Jo Bourne‘s Spymaster series starts with The Spymaster’s Lady, a novel set in Napoleonic France and England.

The story centers on a young French woman (Annique) who has grown up as part of a small community of elite spies. Both her parents, all the adults in her life, live the Game (as they call what they do).  Her own career began at the tender age of ten, when her mother sent her into dangerous situations dressed as a boy. Annique  is very good at what she does. Her character is intelligent and witty and contemplative; she is also  deeply insecure and frightened when the story opens, and with good cause. She has recently lost her mother and she’s been captured by another French spy, senior to her, who has reason to wish her ill.

Annique is immediately intriguing, for her personal history and the terrible burden of secrets she carries, secrets that will cost (or save) many innocent lives. Napoleon is planning on invading England, and she has seen the document that outlines that plan in detail. When the novel opens Annique has already begun to doubt her commitment to Napoleon’s cause.  She says of him: “It is Napoleon’s passion to conquer, not to rule. There will be no peace.”

So we meet Annique when she has been locked away in the cellar of the senior spy who wishes her dead. Also there are two British spies, one of whom is badly injured. The three of them join forces to escape and then  to evade capture as they flee toward England.

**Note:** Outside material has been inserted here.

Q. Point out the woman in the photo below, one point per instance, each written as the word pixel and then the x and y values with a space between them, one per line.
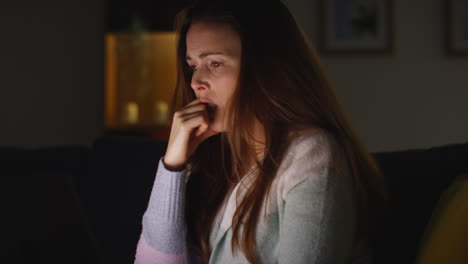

I don’t want to give more away, because the plot is complex and quite cleverly put together. I will say that all of the secondary characters are carefully drawn and many of them just as interesting as the primary couple. I found myself hoping that there would be novels dedicated to a number of them.

Bourne writes beautifully. Her style is clean and still prosaic, and her dialog is pitch perfect. I am just about to start the second novel in the series; in fact, it will be what distracts me on the trip home, later today.